J’ai commencé dans l’ICAIC en 1967 comme boursier, étudiant la technique du son pour le cinéma et, en 1968, j’ai commencé comme travailleur du département du son en tant que technicien. Un jour, des personnes du Noticiero ICAIC sont arrivés à la recherche d’un ingénieur du son pour pouvoir filmer une nouvelle et comme c’était ce que j’avais étudié, je leur ai dit que je pouvais le faire, ce fut mon premier travail avec Santiago Álvarez. J’ai travaillé là durant 12 ans, ainsi que dans nombreux de ses documentaires et dans ceux d’autres réalisateurs. Quelque chose d’important est qu’avant d’entrer à l’ICAIC j’ai été presque excommunié pour écouter les Beatles et d’autres groupes de cette époque. Il faut se rappeler qu’en cette époque certaines personnes ont dit que c’était un diversionismo idéologique. Cependant, dans cet organisme non seulement on écoutait, mais on étudiait les méthodes d’enregistrement de leurs instruments de musique, quelque chose qui était très important pour moi, comme technique et comme révolution : cette musique n’était pas en contradiction avec notre vision révolutionnaire du monde.

Y avait-il une distance entre le Santiago compañero et le Santiago directeur ?
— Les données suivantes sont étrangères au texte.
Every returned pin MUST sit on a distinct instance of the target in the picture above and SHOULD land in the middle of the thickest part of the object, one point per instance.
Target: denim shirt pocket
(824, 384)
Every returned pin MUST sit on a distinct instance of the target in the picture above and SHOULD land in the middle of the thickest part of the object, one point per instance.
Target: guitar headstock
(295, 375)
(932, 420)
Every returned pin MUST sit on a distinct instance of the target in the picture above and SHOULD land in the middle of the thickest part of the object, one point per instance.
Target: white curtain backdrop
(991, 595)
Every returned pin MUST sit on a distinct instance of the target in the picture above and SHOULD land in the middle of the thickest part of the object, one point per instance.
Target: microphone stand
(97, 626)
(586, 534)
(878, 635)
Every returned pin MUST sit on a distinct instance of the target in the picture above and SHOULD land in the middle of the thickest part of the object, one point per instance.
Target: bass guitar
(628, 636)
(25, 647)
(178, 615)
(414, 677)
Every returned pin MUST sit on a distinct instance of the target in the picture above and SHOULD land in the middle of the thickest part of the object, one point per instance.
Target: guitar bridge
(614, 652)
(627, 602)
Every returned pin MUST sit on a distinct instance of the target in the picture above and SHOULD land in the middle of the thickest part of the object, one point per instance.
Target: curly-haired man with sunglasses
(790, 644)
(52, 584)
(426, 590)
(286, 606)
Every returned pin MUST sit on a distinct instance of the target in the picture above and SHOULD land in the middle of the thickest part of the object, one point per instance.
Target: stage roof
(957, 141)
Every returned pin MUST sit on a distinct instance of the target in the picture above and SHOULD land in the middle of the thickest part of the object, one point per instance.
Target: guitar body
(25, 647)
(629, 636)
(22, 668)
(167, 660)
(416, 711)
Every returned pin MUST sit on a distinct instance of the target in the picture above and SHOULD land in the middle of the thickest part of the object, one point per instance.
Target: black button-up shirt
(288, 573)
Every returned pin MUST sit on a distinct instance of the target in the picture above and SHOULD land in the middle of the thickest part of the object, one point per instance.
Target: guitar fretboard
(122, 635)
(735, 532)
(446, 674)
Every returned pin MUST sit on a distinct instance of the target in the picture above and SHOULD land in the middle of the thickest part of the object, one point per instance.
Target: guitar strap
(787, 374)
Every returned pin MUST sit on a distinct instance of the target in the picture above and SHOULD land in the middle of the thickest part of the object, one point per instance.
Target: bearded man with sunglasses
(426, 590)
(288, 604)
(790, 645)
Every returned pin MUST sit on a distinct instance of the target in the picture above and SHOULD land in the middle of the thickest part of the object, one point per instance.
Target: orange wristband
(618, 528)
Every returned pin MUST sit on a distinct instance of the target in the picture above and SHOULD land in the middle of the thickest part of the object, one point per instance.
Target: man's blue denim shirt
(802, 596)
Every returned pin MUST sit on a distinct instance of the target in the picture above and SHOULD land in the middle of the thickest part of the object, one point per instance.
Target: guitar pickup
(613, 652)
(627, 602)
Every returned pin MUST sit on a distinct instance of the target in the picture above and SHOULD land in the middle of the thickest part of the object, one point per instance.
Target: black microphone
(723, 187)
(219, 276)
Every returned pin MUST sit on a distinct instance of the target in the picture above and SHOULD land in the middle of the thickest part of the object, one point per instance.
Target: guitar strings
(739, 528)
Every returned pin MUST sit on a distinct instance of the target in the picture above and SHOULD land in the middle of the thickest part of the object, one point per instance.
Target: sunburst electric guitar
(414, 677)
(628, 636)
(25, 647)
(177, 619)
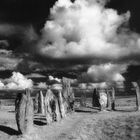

Il a toujours été le collègue de travail qui avait la responsabilité de diriger, mais il n’a jamais cru qu’il était au-dessus de l’équipe de réalisation et ainsi, bien qu’il ne nous donnait pas de classes sur le façon de faire un bon documentaire, en observant comment il travaillait nous a servi de guide pour créer une œuvre chargée de valeurs humaines.

Comment était la dynamique avec Santiago au moment de la réalisation ?

Santiago était exigeant avec le travail, car il savait que ce qui n’a pas obtenu durant le tournage de la réalité serait un problème pour l’édition de cette information et de l’histoire que l’on voulait raconter en souffrirait. De même, il savait que l’équipe était fondamentale pour le travail cinématographique, alors il a toujours créé les conditions pour que nous nous sentions à l’aise pendant les tournages et cela a abouti au magnifique résultat du groupe de travail qui a été réalisé dans le Noticiero ICAIC. Toute cette attitude éthique et esthétique, utilisée pour réaliser un journalisme cinématographique, a contribué au fait que j’ai choisi d’être journaliste.

Santiago, avec son équipe, a abordé, dans les nouvelles et les documentaires, des facettes aussi diverses que la guerre, la catastrophe, même la rencontre avec les présidents (comme Ho Chi Minh ou Allende), comment assumait-il la tâche de documenter des événements antagonistes par nature ?

Santiago était un être humain qui filtrait le journalisme à travers tous ses pores et il avait ce regard qui a permis de voir au-delà du fait lui-même. Il obtenait que chaque histoire ait des éléments émotionnels comme lecture, faisant raisonner le spectateur et trouvant les motivations fondamentales de certains faits, ou des situations qui mouvaient l’action de certaines personnalités. C’était trouver les essences. J’ai toujours dit que l’école de journalisme donne les outils pour pratiquer la profession, mais être un journaliste, c’est une attitude à la vie, on l’a ou non.